Nothing in either the speech or the manner of these two women gives any hint that they are victims of a shameful American problem that is far worse than the Census Bureau statistics suggest.
They are--or were, until a short time ago--essentially illiterate.
Brown says she knew for some time that she had a serious reading problem. But her teachers kept promoting her, and she was embarrassed to ask for the help she knew she needed. "I got up nerve once to ask my English teacher at Kelly Miller Junior High to help me, but she acted like I was making a problem for her. She finally told me, 'I've got mine; you've got yours to get.'"
She soon lost all interest in school. "I started skipping classes. Then I met a man I knew could take care of me, so, at age 14, I got married." She soon found herself pregnant and left school in 9th grade.
She is now enrolled in an adult literacy course at Push Literacy Action Now (PLAN), 2311 18th St. NW, and feels better about herself than at any time she can remember. "I'm not as good as Inetta," she says, "but I'm doing all right."
Inetta Bush is something of a star at Literacy Action. When a staffer couldn't be there to deliver a short speech at a Tuesday night awards program, Bush read it for her. "Normally, I would have memorized it," she admitted. "I've always been able to decipher things if I have enough time, and since I'm very good vocally, I could make you think I was reading. But Mike Fox (Literacy Action's executive director) is something of a showoff, so he only gave me the speech a few minutes before I was to read it." She did it beautifully, inserting an ad lib here and there, losing her place a couple of times, but she handled the speech as though it were her own.
"You don't know what it means to be able to read," she told me later. "I'm not dumb. I guess I've always had street smarts. But if you can't read, you can't be sure you know what you know, because you can't verify anything. You feel so inadequate."
She tells stories of being cheated by people who took advantage of her handicap, of catching wrong buses, of buying the wrong phonograph records, of a marriage that failed "because I wasn't able to help my husband" --stories that would tear your heart if it weren't for her present confident manner.

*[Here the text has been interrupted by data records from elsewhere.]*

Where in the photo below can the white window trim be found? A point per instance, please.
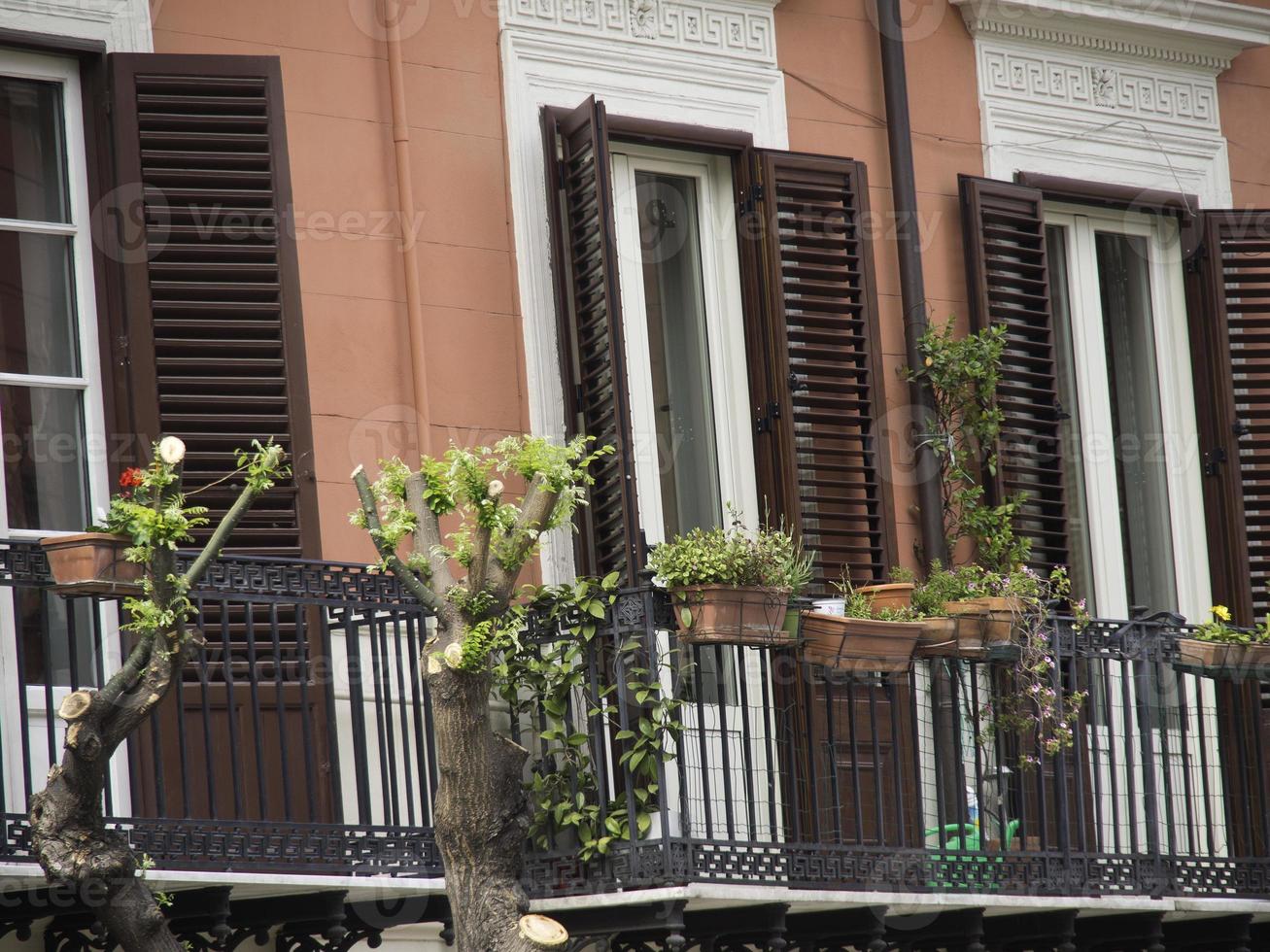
(1176, 398)
(725, 333)
(718, 71)
(1110, 90)
(65, 73)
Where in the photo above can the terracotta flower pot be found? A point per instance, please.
(1002, 619)
(1209, 655)
(892, 595)
(725, 615)
(939, 637)
(91, 563)
(859, 644)
(972, 625)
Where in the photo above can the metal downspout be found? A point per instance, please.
(912, 287)
(393, 13)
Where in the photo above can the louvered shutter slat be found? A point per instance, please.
(1008, 278)
(214, 306)
(592, 351)
(1228, 300)
(824, 368)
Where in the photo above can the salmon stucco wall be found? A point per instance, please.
(830, 53)
(348, 228)
(1242, 99)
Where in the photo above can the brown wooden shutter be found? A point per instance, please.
(592, 348)
(1228, 301)
(818, 409)
(211, 286)
(1008, 281)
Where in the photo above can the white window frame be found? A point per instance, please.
(735, 450)
(1176, 405)
(65, 73)
(725, 331)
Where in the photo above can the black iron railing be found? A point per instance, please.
(301, 740)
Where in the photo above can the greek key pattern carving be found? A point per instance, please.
(1132, 93)
(720, 27)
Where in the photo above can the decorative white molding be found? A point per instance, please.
(1198, 33)
(740, 29)
(1112, 90)
(123, 25)
(696, 70)
(1124, 89)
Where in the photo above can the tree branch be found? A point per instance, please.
(220, 536)
(479, 569)
(427, 536)
(394, 562)
(536, 508)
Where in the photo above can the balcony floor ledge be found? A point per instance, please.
(248, 885)
(704, 895)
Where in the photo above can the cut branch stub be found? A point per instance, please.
(75, 704)
(542, 931)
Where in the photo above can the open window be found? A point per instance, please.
(718, 327)
(1137, 402)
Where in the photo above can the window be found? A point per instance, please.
(51, 417)
(685, 339)
(728, 365)
(1124, 397)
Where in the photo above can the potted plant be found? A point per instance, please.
(731, 586)
(1216, 645)
(864, 637)
(890, 595)
(95, 561)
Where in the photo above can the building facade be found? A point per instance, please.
(669, 223)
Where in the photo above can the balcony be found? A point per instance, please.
(300, 743)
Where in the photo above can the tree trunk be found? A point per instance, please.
(480, 815)
(74, 847)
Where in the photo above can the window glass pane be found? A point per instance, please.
(45, 470)
(32, 152)
(37, 310)
(1142, 474)
(683, 409)
(1070, 429)
(58, 637)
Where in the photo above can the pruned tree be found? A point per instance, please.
(69, 833)
(480, 815)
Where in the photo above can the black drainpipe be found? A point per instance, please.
(912, 287)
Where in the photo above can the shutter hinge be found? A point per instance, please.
(1213, 459)
(1195, 257)
(749, 198)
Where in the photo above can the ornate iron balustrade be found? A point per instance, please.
(301, 740)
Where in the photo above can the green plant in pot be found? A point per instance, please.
(1217, 644)
(868, 636)
(732, 586)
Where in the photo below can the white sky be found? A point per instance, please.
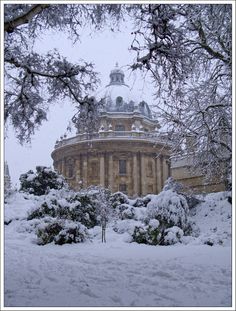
(104, 49)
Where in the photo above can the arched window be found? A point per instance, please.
(119, 101)
(70, 170)
(150, 169)
(119, 128)
(123, 188)
(122, 167)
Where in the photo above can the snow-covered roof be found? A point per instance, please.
(119, 97)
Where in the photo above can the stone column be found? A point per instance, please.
(102, 170)
(110, 172)
(77, 171)
(165, 170)
(135, 175)
(85, 171)
(63, 168)
(158, 174)
(143, 176)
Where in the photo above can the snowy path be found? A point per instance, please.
(114, 274)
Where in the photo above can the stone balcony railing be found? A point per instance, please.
(154, 137)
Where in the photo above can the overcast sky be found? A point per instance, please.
(104, 49)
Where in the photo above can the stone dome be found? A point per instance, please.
(119, 98)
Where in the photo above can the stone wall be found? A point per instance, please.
(98, 164)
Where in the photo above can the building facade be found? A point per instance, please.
(126, 154)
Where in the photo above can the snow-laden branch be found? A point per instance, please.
(10, 25)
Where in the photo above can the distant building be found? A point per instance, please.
(128, 153)
(7, 179)
(122, 155)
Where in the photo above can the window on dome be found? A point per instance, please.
(119, 128)
(119, 101)
(122, 167)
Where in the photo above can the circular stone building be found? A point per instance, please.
(127, 153)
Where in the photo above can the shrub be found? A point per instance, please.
(41, 181)
(169, 208)
(149, 234)
(173, 235)
(118, 198)
(61, 232)
(75, 207)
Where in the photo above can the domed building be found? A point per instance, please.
(127, 153)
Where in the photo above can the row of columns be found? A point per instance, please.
(139, 178)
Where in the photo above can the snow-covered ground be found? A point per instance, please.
(119, 273)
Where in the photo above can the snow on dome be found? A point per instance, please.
(119, 98)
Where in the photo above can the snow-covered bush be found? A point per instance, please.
(173, 235)
(74, 206)
(61, 232)
(41, 181)
(172, 184)
(118, 198)
(169, 208)
(142, 202)
(148, 234)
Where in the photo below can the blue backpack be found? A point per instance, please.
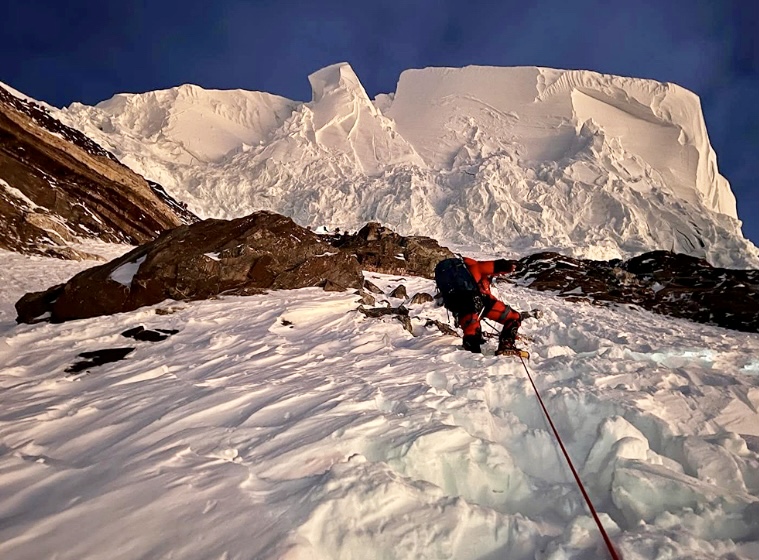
(457, 287)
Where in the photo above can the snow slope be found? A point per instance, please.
(509, 159)
(291, 426)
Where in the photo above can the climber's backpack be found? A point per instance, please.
(457, 287)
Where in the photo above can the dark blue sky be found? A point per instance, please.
(61, 52)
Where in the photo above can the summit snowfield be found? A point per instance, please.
(501, 159)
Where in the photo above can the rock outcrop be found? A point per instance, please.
(57, 186)
(661, 281)
(380, 249)
(263, 251)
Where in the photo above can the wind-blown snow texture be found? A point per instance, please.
(289, 425)
(502, 159)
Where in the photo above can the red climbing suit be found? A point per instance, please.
(496, 310)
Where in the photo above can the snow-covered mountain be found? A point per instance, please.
(505, 159)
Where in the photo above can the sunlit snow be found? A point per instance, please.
(503, 159)
(288, 425)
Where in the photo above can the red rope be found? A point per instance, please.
(612, 551)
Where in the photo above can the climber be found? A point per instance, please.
(464, 285)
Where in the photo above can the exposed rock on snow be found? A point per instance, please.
(264, 251)
(671, 284)
(57, 186)
(380, 249)
(507, 159)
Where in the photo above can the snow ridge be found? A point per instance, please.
(504, 159)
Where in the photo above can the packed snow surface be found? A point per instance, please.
(289, 425)
(507, 159)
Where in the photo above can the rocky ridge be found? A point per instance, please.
(58, 186)
(263, 251)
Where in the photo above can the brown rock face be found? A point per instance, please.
(56, 185)
(379, 249)
(671, 284)
(263, 251)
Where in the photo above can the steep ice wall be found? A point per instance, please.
(344, 120)
(539, 112)
(505, 159)
(191, 123)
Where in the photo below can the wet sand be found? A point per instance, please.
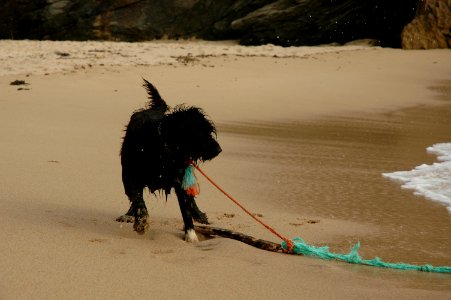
(303, 146)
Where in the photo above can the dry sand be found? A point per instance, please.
(306, 136)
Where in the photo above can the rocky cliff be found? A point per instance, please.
(431, 27)
(281, 22)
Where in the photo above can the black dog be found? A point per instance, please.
(158, 146)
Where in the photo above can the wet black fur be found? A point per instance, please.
(158, 144)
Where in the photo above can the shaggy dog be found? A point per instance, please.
(158, 146)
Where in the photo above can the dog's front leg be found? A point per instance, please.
(185, 209)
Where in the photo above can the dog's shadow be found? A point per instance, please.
(98, 224)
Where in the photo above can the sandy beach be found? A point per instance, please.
(306, 134)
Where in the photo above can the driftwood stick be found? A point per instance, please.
(258, 243)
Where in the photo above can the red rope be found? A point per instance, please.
(290, 244)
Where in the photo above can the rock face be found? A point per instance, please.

The Census Bureau tells us that we are a nation with a literacy rate approaching 99 percent--meaning basically that nearly all of us have completed at least five years of school. Bush knows how misleading that can be. She left school in the 10th grade, back in Rock Hill, S.C., as a functional illiterate.
How could such a thing happen to an obviously bright young woman?
"All you have to do is miss something valuable, like deciphering sounds," she explains. "I got lost in 4th grade. I found myself wanting to ask the teacher, but nobody in those days talked to the teacher about such things. I could have gone back to fifth grade, and with a little help I could have made it. But you just can't do that kind of thing. It's too hard to deal with your peers. So I just left school."
She wasn't totally illiterate, she says. "I could make out most words, but it took me so long that the material didn't make sense. It would have been worse, but I have always liked the sound of language. I could sit all day and listen to an Englishman talk. My interest in words made it easier for me to figure things out, if I had enough time, but as for really reading, I couldn't do it."
But she knew she would learn to do it some day. And against that day, she started buying books: drugstore novels, science books, "Gone with the Wind," the Bible--anything. "I'd just keep them dusted off and wait."
The waiting is over now. "I've read everything I have," she said. "I want to read the Bible, now. I've already read the Good News Bible, which is written at the 9th- or 10th- grade level, but the King James version is still hard. I'll do it, though."
Like Orphia Brown, she bubbles with praise for Literacy Action, a mostly volunteer effort (two paid staffers) that at any give time is instructing some 100 American and foreign men and women.
Students pay $10 a week for two days' instruction; $20 for five days, and nothing if they aren't working. The balance comes from donations. There is, Fox is proud to say, not a federal dollar on the premises.